X и Y. долго колебались и не подписали. Z... колебался еще дольше, я ушла, он догнал меня у соседей и подписал.
Костя [Богатырев] подписал, не читая, а потом долго ругался: "Возмутительно беззубое прошение. Надо было резче".
В. огорченно и агрессивно: "Зачем вы ввязались? Сам не подпишу и жалею, что вы этим занимаетесь. Не ожидал... Помню ваше выступление после двадцатого съезда, как мы вам тогда хлопали. А сейчас - обидно за вас".

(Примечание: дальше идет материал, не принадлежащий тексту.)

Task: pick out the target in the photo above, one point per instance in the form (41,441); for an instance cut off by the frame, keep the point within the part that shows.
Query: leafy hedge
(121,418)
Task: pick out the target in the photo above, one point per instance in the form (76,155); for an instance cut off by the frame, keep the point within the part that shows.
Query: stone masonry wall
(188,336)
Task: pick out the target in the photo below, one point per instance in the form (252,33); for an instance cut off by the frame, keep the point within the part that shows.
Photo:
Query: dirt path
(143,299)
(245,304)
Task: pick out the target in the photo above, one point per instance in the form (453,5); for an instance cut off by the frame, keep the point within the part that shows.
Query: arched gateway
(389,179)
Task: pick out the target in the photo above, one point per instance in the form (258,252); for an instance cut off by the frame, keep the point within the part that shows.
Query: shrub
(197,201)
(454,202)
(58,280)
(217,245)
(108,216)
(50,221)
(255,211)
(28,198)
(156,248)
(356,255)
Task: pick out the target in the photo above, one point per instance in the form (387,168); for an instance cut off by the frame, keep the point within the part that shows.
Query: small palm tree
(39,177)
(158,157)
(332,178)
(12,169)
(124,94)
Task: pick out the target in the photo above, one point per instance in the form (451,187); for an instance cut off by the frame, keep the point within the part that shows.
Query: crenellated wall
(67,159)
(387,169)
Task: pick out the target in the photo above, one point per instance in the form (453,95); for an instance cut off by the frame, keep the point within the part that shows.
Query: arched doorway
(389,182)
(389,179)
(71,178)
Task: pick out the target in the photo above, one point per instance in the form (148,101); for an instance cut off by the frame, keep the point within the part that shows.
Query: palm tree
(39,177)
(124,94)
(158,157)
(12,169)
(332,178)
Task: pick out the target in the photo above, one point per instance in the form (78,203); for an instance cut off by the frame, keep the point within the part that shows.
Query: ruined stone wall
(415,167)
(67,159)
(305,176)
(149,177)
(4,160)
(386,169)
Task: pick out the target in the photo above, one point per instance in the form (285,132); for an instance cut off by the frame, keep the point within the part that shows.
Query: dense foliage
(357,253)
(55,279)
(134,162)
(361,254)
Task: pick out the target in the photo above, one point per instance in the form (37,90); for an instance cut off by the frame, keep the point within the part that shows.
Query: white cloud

Напоминал "славное прошлое". Ровно десять лет тому назад. Тогда казалось: я со всеми и все со мной. Заодно. И Макарьев, и Михалков обнимали, руки целовали. А что я тогда предлагала? Отменить отделы кадров, изменить систему выборов. И все были "за". А сегодня, ни на какие основы не посягая, просим на поруки двух литераторов. И уже шарахаются...
Кто же изменился, что же изменилось - они или я?
24 марта. В Ленинке на лестнице M. M. расспрашивал про письмо. "Ты обязана все записать, как составляли, кто и как подписывал, как и кто отказывается. Боишься подвести людей? Запиши и спрячь подальше, закопай. Представь себе, как этому порадуются историки через сто лет!"
Саша Галич звонил, очень сердитый, - почему его обошли. Объясняю, что это намеренно, его дело песни писать... Он польщен, но продолжает ворчать.
25 марта. На улице Воровского шли с Д. и К. Долгий разговор все о том же. Собрав подписи, могу им, друзьям, признаться, что мне сочинения Терца и Аржака не нравятся; не нравится и то, что печатаются за границей под псевдонимом.
Д. очень зло: "Постыдилась бы! Мы живем, как в лагере, двое попытались убежать. И тебе, видите ли, не нравится та дырка, которую они проделали! А я им благодарен. Они нам всем помогают освободиться".
К.: "Неважно - нравится, не нравится. Какой-то англичанин-мудрец сказал о своем противнике: "Мне отвратительны он и его взгляды. Но я готов до последнего дыхания сражаться, чтобы он мог их свободно высказывать".
Это для нас самое важное, этому нужно учиться..."
10 апреля. Лекция в Колонном зале Дома Союзов, рассказываю московским библиотекарям о новинках зарубежной литературы в русских переводах. Потом, как обычно, вопросы, среди них: "Правда ли, что Луи Арагон протестовал против суда над Синявским и Даниэлем?"
- Правда. И не только Арагон, но и Генрих Бёлль, а Грэм Грин потребовал, чтобы его гонорар за русские издания перевели женам осужденных.
- А как лично вы относитесь к этому суду?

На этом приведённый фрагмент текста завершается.